In contrast to the popular statement that data is the new oil or the new gold, I consider data to be a factor of production in the economic sense. Data is not consumed like a resource but is an atypical good. Like soil, data needs to be watered and fertilized, to grow and be harvested. We need to curate, integrate, and analyze data to derive new insights and ultimately value from it. Thus, I like to speak of data as the new soil, and not the new oil.

This has profound consequences, since this means that we have to build infrastructures that facilitate the provisioning, sharing, and analysis of data. We require an interoperable, scalable, easy-to-use and broadly accessible data infrastructure where data, algorithms, and processing resources can be offered as open data/open-source, shared in collaborative spaces, or sold in the context of novel business models in an information economy.
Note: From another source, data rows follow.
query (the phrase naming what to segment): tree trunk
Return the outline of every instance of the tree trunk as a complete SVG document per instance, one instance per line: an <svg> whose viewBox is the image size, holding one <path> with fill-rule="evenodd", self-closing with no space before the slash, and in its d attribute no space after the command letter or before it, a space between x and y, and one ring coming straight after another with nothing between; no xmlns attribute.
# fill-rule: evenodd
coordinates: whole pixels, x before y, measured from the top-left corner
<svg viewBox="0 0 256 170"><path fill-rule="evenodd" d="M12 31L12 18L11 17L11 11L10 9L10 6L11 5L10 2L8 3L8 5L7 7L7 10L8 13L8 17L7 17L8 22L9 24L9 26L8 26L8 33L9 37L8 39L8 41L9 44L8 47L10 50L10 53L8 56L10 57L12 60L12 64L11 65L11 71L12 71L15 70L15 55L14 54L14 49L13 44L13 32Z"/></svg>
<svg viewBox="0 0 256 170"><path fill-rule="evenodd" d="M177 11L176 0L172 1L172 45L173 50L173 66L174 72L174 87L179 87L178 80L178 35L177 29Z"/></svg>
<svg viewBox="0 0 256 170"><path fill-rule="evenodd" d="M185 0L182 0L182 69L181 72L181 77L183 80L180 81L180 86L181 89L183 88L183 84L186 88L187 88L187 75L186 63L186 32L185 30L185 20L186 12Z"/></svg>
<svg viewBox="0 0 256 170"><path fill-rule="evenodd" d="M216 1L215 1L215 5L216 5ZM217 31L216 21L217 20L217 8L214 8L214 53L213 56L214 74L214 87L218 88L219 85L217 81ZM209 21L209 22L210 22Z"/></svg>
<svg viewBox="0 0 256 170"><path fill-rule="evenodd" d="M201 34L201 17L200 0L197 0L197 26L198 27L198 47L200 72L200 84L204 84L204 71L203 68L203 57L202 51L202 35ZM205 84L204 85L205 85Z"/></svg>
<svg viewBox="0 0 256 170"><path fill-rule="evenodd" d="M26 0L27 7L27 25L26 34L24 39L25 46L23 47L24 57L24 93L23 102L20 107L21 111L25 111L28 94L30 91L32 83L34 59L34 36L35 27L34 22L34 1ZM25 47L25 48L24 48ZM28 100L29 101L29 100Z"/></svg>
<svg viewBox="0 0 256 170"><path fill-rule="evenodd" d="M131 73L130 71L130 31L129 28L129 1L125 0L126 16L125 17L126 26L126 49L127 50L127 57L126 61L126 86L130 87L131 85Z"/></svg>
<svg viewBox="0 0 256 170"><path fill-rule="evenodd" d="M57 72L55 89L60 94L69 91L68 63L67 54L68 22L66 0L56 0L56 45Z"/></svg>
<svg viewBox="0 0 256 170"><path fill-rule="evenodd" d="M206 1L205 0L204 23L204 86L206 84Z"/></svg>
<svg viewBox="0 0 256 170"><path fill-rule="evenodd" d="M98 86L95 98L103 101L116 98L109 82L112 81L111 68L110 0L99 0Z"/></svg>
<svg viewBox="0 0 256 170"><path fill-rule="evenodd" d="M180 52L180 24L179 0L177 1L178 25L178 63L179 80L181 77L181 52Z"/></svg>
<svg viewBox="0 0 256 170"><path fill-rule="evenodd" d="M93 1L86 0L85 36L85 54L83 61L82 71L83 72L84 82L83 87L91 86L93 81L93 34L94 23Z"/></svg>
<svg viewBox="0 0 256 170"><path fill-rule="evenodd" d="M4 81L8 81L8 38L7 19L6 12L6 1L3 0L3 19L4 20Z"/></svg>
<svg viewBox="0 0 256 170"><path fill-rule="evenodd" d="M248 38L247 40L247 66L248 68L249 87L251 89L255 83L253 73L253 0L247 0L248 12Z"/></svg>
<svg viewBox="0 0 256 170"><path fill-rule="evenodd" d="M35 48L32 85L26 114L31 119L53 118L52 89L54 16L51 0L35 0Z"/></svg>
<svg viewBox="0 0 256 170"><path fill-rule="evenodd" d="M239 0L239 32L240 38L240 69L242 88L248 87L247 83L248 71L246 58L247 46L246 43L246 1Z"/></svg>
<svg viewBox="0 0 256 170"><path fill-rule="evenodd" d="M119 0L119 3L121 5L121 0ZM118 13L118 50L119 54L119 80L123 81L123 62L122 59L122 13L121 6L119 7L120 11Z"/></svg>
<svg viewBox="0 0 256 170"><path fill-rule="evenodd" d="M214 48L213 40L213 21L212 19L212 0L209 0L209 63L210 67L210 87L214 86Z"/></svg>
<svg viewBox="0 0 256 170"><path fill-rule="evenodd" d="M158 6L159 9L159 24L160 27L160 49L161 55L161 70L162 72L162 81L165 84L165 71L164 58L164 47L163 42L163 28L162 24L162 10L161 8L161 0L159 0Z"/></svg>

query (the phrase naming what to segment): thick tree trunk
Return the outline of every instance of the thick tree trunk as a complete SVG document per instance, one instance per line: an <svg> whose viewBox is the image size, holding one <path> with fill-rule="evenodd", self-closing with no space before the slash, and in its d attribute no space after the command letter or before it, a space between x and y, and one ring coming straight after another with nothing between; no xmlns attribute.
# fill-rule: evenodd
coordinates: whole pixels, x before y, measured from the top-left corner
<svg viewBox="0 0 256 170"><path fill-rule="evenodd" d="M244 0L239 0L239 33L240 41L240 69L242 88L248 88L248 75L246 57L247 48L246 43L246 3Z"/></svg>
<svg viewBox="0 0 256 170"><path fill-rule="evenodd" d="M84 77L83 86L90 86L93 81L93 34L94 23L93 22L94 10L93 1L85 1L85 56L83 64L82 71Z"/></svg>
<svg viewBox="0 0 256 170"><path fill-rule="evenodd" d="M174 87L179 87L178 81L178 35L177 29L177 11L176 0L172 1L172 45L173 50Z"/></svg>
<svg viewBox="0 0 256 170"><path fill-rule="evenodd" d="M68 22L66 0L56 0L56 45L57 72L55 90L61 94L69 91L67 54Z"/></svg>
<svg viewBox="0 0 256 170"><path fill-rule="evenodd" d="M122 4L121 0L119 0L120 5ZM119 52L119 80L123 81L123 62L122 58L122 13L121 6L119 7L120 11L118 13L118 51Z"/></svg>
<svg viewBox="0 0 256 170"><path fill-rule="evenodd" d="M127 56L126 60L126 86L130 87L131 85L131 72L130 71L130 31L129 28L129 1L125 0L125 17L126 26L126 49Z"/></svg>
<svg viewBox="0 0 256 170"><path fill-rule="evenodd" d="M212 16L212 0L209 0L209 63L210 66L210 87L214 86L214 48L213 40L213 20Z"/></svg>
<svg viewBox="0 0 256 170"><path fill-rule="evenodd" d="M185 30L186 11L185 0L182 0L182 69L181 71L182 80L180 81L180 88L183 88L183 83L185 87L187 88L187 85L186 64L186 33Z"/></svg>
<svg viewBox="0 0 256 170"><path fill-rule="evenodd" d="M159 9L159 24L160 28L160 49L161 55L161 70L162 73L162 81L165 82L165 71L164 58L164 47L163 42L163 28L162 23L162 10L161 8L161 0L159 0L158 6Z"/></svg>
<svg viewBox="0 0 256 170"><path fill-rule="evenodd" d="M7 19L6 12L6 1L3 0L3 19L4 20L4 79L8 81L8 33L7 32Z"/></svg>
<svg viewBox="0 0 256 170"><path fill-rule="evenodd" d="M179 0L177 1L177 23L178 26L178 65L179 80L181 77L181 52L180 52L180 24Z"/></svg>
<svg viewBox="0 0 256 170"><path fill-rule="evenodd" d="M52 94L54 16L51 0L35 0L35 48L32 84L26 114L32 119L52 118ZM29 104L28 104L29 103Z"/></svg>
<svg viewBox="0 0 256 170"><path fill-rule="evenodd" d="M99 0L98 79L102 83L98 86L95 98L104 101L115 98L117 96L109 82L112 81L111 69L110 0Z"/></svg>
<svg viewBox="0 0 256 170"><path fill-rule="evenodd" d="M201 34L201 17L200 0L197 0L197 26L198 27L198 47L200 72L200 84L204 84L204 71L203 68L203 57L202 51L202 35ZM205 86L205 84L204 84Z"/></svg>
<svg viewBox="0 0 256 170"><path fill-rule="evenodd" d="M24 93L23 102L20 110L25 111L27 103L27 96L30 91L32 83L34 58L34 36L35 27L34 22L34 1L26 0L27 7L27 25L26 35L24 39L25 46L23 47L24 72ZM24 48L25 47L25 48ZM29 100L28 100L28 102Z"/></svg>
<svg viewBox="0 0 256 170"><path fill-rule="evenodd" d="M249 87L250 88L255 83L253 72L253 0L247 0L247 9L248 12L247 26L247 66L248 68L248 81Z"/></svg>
Building such an infrastructure will require research, standardization, legislative efforts, and entrepreneurial activities. At the same time, it requires a closer interaction of the DM and ML communities and the attraction and retention of top talent across Europe.

The German federal government jointly with various state governments have created several permanently-funded AI Competence Centers to meet these challenges. As Directors of BIFOLD, the biggest among these centers, Klaus-Robert Müller and I offer attractive working conditions for Postdocs (with tenure-track possibilities). We are currently establishing new research groups in various DM and ML research areas in an exciting ecosystem in Berlin comprised of top universities, scientific institutions, companies, and a rich startup scene. I am confident that Germany and Europe are taking the right steps to retain a leading role in AI and big data.

Volker Markl is a Professor of Computer Science, Chair of the Database Management and Information Systems (DIMA) Group, and Director of the Berlin Institute for the Foundations of Learning and Data (BIFOLD) at the Technische Universität (TU) Berlin. He is also Head of the Intelligent Analytics for Massive Data Group at the German Research Center for Artificial Intelligence (DFKI). His current research interests lie at the intersection of distributed systems, scalable data processing, and machine learning.

Over the course of his career, Markl has published over 280 scientific papers, received an ACM SIGMOD Best Paper Award, two ACM SIGMOD Research Highlight Awards, and to date been issued eighteen patents. Among his honors, he was selected as one of Germany’s leading “Digital Minds” (Deutschlands Digitale Kӧpfe) in 2014 by the German Informatics Society and named an ACM Fellow in 2020 for his contributions to query optimization, scalable data processing, and data programmability.